Três palestinos foram atirados do telhado naquele dia, provocando indignação generalizada. O Ministério das Relações Exteriores palestino disse que se tratava de um “crime” que expõe a “brutalidade” do exército israelense. Segundo o direito internacional, as forças armadas devem tratar os mortos com dignidade.

O Ministério das Relações Exteriores de Israel respondeu dizendo que o caso havia sido “investigado e abordado”, sem fornecer detalhes ou indicar se algum soldado foi punido. As forças israelitas raramente são responsabilizadas por abusos contra os palestinianos.

Dados de Ação contra a violência armada mostra que Israel encerrou 88 por cento das investigações sobre abusos cometidos pelas suas forças em Gaza e na Cisjordânia ocupada sem acusações ou conclusões de irregularidades.

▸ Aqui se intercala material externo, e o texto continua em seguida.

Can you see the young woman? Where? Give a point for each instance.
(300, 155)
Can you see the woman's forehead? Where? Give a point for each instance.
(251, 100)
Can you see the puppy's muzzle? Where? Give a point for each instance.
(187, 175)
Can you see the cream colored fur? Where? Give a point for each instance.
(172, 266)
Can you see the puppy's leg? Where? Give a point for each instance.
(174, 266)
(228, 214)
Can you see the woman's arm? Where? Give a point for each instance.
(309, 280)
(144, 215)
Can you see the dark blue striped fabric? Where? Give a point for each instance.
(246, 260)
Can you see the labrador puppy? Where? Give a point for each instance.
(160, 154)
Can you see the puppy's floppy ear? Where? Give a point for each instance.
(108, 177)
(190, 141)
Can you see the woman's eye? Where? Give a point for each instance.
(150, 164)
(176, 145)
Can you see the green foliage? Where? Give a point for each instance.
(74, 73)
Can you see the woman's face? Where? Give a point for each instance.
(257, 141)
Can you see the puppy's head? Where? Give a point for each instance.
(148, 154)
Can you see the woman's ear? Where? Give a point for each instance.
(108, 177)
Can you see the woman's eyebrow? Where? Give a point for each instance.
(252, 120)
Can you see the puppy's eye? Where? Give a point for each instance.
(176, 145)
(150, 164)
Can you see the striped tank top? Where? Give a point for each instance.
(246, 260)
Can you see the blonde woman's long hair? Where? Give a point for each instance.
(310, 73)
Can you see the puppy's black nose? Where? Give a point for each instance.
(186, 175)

A partilha do vídeo por Lee desencadeou uma discussão pública com o Ministério dos Negócios Estrangeiros de Israel, criticando diretamente o presidente.

“O presidente Lee Jae Myung, por algum motivo estranho, decidiu desenterrar uma história de 2024”, disse um comunicado do ministério no sábado, acusando aqueles que compartilhavam as imagens de espalhar notícias “anti-israelenses”.

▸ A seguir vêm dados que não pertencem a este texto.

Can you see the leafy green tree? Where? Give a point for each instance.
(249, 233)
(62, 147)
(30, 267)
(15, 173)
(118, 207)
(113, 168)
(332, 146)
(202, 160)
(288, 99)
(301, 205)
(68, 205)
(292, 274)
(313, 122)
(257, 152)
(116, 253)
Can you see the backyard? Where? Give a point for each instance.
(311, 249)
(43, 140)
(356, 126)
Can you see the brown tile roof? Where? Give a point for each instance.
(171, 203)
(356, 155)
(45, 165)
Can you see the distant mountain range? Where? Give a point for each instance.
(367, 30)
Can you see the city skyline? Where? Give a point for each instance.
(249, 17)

O Ministério dos Negócios Estrangeiros da Coreia do Sul tentou aliviar as tensões, dizendo que os comentários de Lee reflectiam um apelo mais amplo aos “direitos humanos universais, em vez de uma opinião sobre qualquer questão específica”.

Lee dobrou no sábado, respondendo às críticas de Israel com uma resposta incisiva.

“É decepcionante que você não reflita nem uma vez sobre as críticas de pessoas ao redor do mundo que estão sofrendo e lutando devido a ações implacáveis ​​contra os direitos humanos e contra o direito internacional”, disse ele.

“Quando estou com dor, os outros sentem essa dor com a mesma profundidade.”